Re: [RFC] mm/vmscan.c: avoid possible long latency caused by too_many_isolated()

From: Tim Chen
Date: Thu Apr 22 2021 - 17:03:00 EST




On 4/22/21 1:57 PM, Yu Zhao wrote:
> On Thu, Apr 22, 2021 at 2:38 PM Tim Chen <tim.c.chen@xxxxxxxxxxxxxxx> wrote:
>>
>>
>>
>> On 4/22/21 1:30 PM, Yu Zhao wrote:
>>>
>>> HZ/10 is purely arbitrary but that's ok because we assume normally
>>> nobody hits it. If you do often, we need to figure out why and how not
>>> to hit it so often.
>>>
>>
>> Perhaps Zhengjun can test the proposed fix in his test case to see if the timeout value
>> makes any difference.
>
> Shakeel has another test to stress page reclaim to a point that the
> kernel can livelock for two hours because of a large number of
> concurrent reclaimers stepping on each other. He might be able to
> share that test with you in case you are interested.

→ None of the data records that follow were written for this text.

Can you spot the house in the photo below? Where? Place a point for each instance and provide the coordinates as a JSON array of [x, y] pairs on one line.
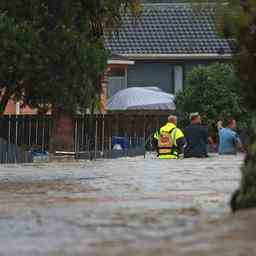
[[165, 43], [159, 48]]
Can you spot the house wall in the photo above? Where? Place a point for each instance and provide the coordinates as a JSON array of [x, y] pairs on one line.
[[159, 73]]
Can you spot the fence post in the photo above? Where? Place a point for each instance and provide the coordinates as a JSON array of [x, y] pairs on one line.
[[103, 135], [43, 133], [37, 131], [76, 121], [96, 137]]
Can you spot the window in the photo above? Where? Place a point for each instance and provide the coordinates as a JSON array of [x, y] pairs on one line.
[[116, 81], [178, 79]]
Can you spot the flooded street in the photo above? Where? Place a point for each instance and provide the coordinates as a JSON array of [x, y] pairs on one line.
[[130, 206]]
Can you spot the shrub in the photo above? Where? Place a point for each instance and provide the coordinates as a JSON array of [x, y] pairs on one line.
[[213, 91]]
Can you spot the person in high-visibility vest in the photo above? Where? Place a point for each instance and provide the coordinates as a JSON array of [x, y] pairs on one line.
[[170, 140]]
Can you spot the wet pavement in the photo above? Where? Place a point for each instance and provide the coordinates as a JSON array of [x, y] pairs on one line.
[[130, 206]]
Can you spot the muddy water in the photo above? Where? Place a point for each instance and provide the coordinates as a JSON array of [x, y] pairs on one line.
[[131, 206]]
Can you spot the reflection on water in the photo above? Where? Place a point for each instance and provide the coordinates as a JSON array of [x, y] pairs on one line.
[[131, 206]]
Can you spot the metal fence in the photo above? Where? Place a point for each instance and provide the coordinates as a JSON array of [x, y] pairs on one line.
[[92, 133]]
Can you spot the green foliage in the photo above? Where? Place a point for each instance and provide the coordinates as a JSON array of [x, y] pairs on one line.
[[240, 22], [213, 92], [54, 50]]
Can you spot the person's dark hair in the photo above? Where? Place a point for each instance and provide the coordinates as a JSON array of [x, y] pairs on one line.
[[228, 121], [193, 118]]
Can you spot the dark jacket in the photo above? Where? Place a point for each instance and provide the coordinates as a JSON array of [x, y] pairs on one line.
[[197, 140]]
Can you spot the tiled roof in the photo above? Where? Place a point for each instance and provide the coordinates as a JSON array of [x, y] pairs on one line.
[[169, 29]]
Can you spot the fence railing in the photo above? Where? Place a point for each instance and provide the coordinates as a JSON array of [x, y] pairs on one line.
[[92, 133]]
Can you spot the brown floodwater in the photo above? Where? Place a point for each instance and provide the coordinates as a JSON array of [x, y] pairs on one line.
[[129, 206]]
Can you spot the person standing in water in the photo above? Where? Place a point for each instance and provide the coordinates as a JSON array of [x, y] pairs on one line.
[[170, 140], [197, 138], [229, 141]]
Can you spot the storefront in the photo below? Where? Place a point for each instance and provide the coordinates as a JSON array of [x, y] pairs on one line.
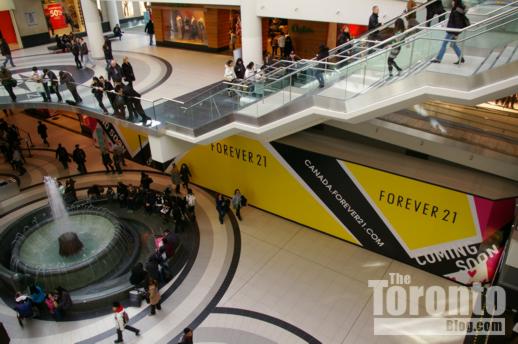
[[197, 27]]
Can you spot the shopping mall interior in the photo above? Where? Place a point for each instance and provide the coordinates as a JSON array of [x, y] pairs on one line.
[[255, 171]]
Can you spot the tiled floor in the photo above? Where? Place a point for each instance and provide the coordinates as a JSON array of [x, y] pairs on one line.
[[267, 281]]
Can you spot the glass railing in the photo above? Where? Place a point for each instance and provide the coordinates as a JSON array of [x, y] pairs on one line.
[[349, 71]]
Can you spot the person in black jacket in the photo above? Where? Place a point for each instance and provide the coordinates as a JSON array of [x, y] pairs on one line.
[[79, 157], [6, 52], [322, 55], [133, 102], [374, 23], [240, 69], [150, 30], [433, 9], [97, 90], [54, 83], [115, 72], [107, 50], [127, 71], [457, 20], [62, 156], [76, 50]]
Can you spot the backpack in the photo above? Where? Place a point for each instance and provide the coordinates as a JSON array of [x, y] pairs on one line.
[[125, 317]]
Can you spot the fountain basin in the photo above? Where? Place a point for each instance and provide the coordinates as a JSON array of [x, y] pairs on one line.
[[106, 243]]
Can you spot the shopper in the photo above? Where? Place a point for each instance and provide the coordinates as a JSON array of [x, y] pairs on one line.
[[187, 337], [62, 156], [185, 175], [107, 50], [121, 322], [117, 32], [67, 79], [240, 69], [236, 203], [229, 74], [79, 157], [374, 24], [175, 178], [37, 78], [322, 55], [6, 52], [85, 53], [107, 162], [98, 91], [53, 87], [154, 297], [6, 77], [150, 30], [115, 73], [457, 20], [433, 9], [399, 28], [42, 131], [127, 71], [76, 51], [221, 207]]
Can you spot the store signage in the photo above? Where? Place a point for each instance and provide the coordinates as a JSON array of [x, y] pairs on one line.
[[439, 230], [295, 28], [55, 16]]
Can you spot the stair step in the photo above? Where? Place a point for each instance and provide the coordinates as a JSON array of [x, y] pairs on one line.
[[505, 56]]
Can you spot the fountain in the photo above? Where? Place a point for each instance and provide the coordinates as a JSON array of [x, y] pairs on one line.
[[72, 248]]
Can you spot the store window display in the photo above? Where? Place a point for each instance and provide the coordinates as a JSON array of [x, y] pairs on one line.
[[63, 16], [186, 25]]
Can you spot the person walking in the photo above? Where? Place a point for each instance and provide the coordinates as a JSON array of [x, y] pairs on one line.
[[121, 322], [62, 156], [240, 69], [374, 24], [54, 84], [457, 20], [37, 78], [221, 207], [185, 175], [399, 28], [117, 163], [6, 52], [115, 73], [107, 161], [127, 71], [98, 91], [6, 77], [79, 157], [107, 50], [42, 131], [118, 151], [85, 53], [67, 79], [154, 297], [175, 178], [433, 9], [150, 30], [236, 203], [323, 54], [187, 337], [75, 49], [117, 32], [134, 103]]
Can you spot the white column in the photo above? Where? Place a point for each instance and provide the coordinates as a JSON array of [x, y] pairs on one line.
[[251, 33], [94, 28], [113, 13]]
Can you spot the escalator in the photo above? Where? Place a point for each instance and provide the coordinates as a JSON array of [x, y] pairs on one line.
[[287, 97]]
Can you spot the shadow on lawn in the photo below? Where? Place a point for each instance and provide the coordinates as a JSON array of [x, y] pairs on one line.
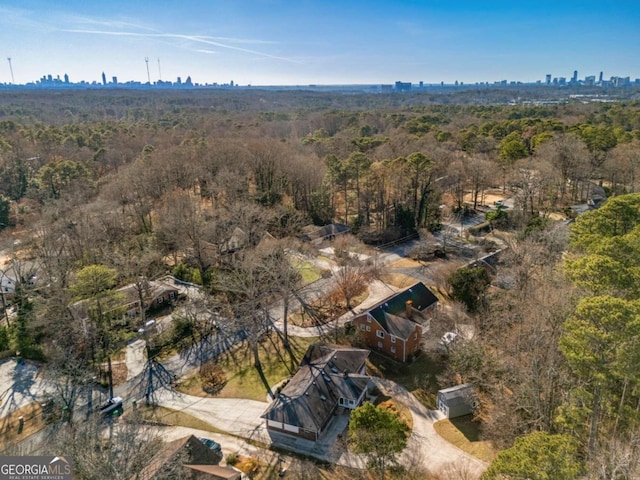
[[468, 427]]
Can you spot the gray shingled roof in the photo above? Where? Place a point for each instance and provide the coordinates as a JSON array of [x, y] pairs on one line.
[[420, 296], [313, 392]]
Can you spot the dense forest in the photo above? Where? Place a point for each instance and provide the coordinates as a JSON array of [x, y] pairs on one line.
[[100, 189]]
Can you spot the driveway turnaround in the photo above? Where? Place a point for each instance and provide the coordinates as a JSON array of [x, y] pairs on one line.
[[241, 418]]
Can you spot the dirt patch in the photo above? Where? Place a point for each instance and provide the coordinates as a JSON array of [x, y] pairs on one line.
[[404, 263], [399, 280], [463, 432], [326, 309], [399, 410], [10, 430]]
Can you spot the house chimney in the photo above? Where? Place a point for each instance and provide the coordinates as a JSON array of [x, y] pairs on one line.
[[408, 309]]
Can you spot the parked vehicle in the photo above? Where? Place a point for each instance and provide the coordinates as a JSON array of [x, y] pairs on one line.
[[212, 445]]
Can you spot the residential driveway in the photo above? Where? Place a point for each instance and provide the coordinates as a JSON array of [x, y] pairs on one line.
[[229, 443], [241, 418], [425, 446], [19, 385], [235, 416]]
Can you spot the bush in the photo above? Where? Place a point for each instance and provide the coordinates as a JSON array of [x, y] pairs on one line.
[[213, 377]]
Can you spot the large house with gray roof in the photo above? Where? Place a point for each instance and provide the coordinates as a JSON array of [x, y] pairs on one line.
[[330, 377], [393, 327]]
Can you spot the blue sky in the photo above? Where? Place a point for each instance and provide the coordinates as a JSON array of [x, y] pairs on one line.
[[282, 42]]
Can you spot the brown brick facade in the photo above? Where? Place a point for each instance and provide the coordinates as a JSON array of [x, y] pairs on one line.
[[379, 340]]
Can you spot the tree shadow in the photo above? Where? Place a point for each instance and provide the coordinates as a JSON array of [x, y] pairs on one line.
[[469, 427]]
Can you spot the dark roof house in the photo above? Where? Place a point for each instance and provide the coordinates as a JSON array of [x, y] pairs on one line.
[[415, 299], [393, 327], [173, 457], [328, 377]]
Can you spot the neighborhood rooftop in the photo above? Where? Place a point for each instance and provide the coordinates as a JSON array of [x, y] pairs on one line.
[[327, 373], [419, 295]]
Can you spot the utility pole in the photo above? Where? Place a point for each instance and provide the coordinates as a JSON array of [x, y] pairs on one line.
[[146, 59], [11, 69]]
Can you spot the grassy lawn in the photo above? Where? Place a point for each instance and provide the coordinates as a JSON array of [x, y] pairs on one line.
[[399, 280], [310, 273], [401, 411], [10, 432], [168, 416], [464, 433], [243, 380], [326, 309], [419, 377]]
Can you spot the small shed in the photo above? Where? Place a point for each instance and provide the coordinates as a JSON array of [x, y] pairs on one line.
[[457, 401]]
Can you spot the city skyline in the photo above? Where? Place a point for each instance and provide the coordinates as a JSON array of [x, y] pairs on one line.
[[271, 42]]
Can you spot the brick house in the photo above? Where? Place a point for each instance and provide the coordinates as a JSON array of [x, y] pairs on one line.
[[393, 327]]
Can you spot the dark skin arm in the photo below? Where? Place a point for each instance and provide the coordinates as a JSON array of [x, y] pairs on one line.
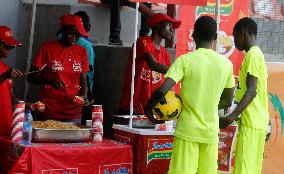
[[84, 88], [10, 74], [156, 97], [226, 98], [154, 65], [251, 83]]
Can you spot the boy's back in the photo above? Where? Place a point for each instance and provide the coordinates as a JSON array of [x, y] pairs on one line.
[[204, 75]]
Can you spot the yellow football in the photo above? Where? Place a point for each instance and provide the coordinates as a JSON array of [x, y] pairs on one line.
[[169, 107]]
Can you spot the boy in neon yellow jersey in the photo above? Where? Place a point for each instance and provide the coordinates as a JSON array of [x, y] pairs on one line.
[[251, 94], [206, 77]]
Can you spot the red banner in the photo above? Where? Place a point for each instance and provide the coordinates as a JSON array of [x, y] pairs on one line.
[[178, 2], [106, 157], [231, 12]]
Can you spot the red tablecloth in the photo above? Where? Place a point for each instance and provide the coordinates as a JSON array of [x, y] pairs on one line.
[[48, 158], [152, 153]]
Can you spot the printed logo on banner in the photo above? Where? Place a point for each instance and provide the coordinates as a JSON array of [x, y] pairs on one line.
[[159, 149], [225, 10], [15, 152], [123, 168], [61, 171]]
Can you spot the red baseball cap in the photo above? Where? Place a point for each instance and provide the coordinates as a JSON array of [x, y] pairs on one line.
[[159, 17], [6, 36], [69, 19]]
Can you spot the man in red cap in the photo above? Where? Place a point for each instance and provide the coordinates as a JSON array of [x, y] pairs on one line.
[[64, 75], [7, 44], [152, 62]]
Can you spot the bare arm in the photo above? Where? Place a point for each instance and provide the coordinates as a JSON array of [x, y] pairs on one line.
[[10, 74], [156, 97], [251, 83], [84, 86], [154, 65], [226, 98]]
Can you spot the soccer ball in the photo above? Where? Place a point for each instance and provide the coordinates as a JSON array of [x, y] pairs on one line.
[[169, 107]]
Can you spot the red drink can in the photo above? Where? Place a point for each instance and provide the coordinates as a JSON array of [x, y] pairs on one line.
[[97, 114], [97, 122]]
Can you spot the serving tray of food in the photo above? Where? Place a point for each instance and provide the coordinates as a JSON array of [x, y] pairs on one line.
[[51, 131]]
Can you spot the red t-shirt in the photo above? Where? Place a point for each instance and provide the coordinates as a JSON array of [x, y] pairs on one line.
[[145, 80], [6, 115], [66, 64]]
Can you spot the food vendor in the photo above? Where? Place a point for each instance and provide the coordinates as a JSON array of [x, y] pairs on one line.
[[7, 44], [152, 62], [63, 67]]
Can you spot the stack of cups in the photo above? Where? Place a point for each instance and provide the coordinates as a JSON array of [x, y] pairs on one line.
[[18, 119], [97, 122]]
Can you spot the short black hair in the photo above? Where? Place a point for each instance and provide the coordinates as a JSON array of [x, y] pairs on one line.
[[84, 16], [205, 28], [246, 24]]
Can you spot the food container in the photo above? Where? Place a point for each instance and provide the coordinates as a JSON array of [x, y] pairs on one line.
[[61, 135], [138, 121]]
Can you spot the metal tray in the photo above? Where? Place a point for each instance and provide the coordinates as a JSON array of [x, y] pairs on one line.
[[145, 124], [61, 135]]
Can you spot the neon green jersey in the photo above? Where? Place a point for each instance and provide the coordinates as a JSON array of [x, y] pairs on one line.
[[256, 114], [203, 74]]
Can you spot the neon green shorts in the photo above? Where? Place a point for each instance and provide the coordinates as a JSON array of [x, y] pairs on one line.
[[249, 150], [191, 157]]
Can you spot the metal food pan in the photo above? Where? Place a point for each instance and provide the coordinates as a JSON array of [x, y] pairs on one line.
[[61, 135]]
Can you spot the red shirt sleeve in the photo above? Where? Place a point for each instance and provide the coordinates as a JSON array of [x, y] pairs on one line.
[[41, 57], [168, 59], [143, 46], [85, 62]]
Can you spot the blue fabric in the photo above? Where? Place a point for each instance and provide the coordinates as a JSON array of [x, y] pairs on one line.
[[91, 58]]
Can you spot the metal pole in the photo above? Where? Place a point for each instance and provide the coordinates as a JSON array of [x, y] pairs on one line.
[[30, 49], [217, 14], [133, 66]]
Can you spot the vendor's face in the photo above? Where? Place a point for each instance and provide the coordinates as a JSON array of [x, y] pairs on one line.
[[5, 49], [69, 35], [166, 30]]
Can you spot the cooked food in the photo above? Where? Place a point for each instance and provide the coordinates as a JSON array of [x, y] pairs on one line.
[[52, 124]]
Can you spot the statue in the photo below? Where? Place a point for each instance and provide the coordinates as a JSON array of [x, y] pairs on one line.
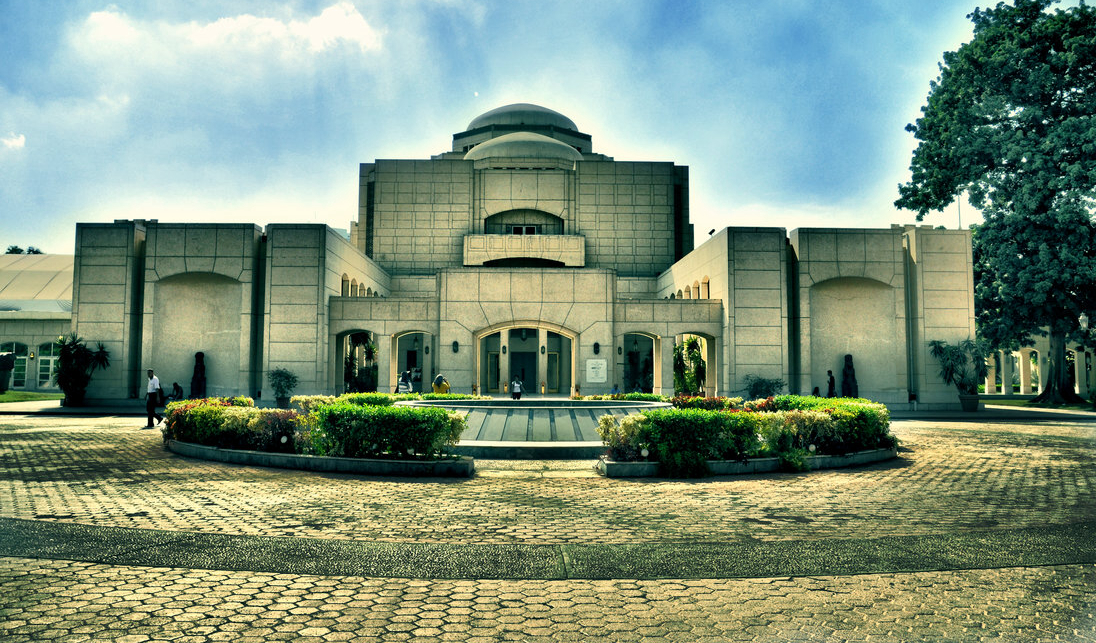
[[197, 382], [848, 388]]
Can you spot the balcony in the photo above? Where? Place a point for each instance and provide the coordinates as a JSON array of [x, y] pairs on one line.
[[564, 250]]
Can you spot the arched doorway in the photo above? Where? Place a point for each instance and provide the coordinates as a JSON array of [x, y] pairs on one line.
[[541, 358], [357, 354], [639, 364], [411, 354]]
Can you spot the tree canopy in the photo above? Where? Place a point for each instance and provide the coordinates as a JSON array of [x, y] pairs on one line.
[[1011, 122]]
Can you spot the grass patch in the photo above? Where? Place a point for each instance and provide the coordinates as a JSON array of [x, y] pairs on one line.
[[11, 395]]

That will be great. Yes, we are interested to have the test.

Tim

>
> Also it's Hugh who first noticed that migration can isolate many pages
> and in turn block page reclaim. He might be able to help too, in case
> you are interested in the interaction between migration and page
> reclaim.
>
> Thanks.
>